A quick look at any of the social media accounts held by any one of the Proteas cricketers will tell you that touring India is an experience like no other.
In a place where players are treated as demigods and fans fill stadiums to capacity, the din almost unbearable as they cheer every ball bowled, it can be daunting.
Which is why Kagiso Rabada’s heroics, especially when you consider he is only 20-years-old and still in the formative stage of his career, in the opening One Day International on the weekend are that much more impressive.
It was left to the fast bowler to defend 11 runs off the final over of the game – in which AB de Villiers also contributed with a century – to see the visitors home by five runs for an early 1-0 lead in the five match series.
“It’s massive.
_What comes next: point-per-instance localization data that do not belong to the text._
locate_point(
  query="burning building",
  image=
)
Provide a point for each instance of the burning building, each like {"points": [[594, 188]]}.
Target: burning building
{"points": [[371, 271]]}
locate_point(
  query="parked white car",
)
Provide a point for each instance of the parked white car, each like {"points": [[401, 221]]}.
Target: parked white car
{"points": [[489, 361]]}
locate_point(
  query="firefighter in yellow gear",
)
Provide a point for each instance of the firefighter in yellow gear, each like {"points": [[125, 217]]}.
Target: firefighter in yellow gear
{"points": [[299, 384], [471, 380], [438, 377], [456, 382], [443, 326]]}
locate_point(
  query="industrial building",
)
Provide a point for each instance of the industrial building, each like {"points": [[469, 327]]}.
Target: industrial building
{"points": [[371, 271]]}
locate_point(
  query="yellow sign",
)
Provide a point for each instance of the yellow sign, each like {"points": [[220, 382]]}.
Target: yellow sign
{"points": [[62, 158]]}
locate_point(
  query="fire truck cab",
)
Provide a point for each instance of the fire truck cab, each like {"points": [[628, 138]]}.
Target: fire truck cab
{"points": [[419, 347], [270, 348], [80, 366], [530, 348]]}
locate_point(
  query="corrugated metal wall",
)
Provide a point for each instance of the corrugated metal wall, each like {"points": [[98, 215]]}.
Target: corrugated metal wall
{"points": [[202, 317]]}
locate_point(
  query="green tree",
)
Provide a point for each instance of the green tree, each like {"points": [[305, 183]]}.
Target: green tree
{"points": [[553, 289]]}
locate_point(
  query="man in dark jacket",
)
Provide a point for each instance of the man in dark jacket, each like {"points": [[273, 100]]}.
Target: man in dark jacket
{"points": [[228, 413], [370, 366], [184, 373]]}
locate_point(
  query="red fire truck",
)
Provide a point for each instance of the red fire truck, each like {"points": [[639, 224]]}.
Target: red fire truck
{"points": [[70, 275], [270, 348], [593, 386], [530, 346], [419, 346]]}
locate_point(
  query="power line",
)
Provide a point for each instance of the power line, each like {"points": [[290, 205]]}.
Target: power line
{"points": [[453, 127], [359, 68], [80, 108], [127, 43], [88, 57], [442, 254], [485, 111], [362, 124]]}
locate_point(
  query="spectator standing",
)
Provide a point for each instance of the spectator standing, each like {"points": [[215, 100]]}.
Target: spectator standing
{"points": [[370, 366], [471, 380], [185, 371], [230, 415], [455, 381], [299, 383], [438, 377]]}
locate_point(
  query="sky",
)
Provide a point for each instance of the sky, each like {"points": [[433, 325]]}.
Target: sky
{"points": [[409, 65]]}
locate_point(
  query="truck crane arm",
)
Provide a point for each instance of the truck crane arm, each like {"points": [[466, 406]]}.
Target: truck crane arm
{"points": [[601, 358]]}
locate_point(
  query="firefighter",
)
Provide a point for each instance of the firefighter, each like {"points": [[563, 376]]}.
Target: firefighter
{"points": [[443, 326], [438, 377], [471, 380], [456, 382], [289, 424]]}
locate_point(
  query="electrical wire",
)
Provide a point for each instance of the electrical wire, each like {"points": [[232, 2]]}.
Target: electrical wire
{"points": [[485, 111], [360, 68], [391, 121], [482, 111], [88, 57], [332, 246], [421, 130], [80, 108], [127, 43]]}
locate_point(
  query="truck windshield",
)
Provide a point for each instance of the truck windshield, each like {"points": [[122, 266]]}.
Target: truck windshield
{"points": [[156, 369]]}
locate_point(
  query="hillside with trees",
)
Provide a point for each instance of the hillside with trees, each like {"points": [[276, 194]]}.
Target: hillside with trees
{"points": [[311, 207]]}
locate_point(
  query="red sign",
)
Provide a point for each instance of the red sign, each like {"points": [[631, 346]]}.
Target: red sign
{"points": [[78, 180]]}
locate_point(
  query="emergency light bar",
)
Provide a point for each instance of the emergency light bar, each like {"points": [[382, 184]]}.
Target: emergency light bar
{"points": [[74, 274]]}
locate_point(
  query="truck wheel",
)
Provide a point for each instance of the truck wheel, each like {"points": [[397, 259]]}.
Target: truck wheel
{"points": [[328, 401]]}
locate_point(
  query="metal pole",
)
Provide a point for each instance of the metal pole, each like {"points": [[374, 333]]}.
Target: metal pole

It’s something he can bank in the memory for key overs in the future,” renowned sports psychologist Henning Gericke said yesterday in reference to the mental fortitude shown by the youngster.
“It just shows he had good composure and had belief in himself. He showed calmness, which is what you need when you have to put the ball in the right place.
“The challenge was massive and he responded. It’s a definite sign of mental toughness” he added.
Gericke also believes that the experience from players and support staff within the squad could be providing Rabada with the correct advice with regards to the mental approach needed to survive in international cricket.
His heroics brought back memories of current bowling coach Charl Langeveldt taking a hat trick against the West Indies at the Kingston Oval to help South Africa to a one-run win back in 2005.
“I worked a little bit with Charl and he’s always spoken about wanting to be in that situation and death bowling. You need to be able to deal with that pressure and embrace it. He brings something special to the bowlers in terms of being smart,” Gericke said of Langeveldt’s new role and the influence he has on the South African bowling unit.